It was never just about the beer.
On Monday night, to celebrate his 21st birthday, Riley Scott's mom and dad took him to a downtown bar.
"His first honest pint at The Honest Pint," said his dad, Marvin.
The waitress scooted three tables together, so many family and friends came. The first round was on Marvin. At the head of the tables, Riley ordered a Highlander ale. The waiter asked for his ID. Riley had pulled his wallet out as soon as he walked in the bar door.
The cold pint glass arrived, carrying the dark brown ale with that little hula-hoop halo of foam at the top. Everybody had ordered something. But nobody drank before Riley had his first sip.
"Raise your glass to Riley," said Marvin. Some cheers, then lots of cellphone pictures.
It was a good beer. You could see it in Riley's face. Smiling, the way it's supposed to when you turn 21.
"Already finished it," he said, about 10 minutes after that first sip.
But the moment was never really about the beer.
Do you remember those moments -- maybe a lot, maybe just one -- between you and your parents? Where, with some gesture or word or gift, they reached out their hands and helped pull you forward from being a child and into an adult?
That moment may not make the headlines or cost money -- Riley's beer was $4 -- but it's so priceless in your life you could no more imagine leaving it than your own skin?

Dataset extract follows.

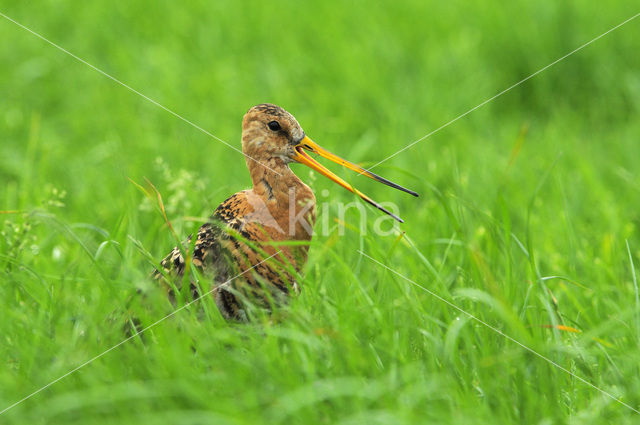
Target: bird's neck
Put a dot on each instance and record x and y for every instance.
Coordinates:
(289, 200)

You see, Riley's beer was never about the beer.
"It means a lot more than that to me," he said, earlier in the day. "Your 21st birthday is an image of adulthood. A coming of age. And to be sitting with my dad, having this coming-of-age moment, it's like a rite of passage."
I'd dig a thousand ditches if one day, my own kids say something like that. Because becoming an adult is more than just turning 21.
"Everything works against you as parents -- TV, movies, the Internet," said Lili, Riley's mom. "Nothing this day and age helps except for a good family support system."
At a time when kids are pressured to grow up -- being 10 means pretending to be 16 -- and parental standards seem to drop worse than the Nasdaq, the Scotts held their ground with Riley and his older brother and sister. No, certain things are not right. So don't do them. You're not 21? Then don't drink. Simple as that.
"Always do the right thing," said Marvin. "In every situation."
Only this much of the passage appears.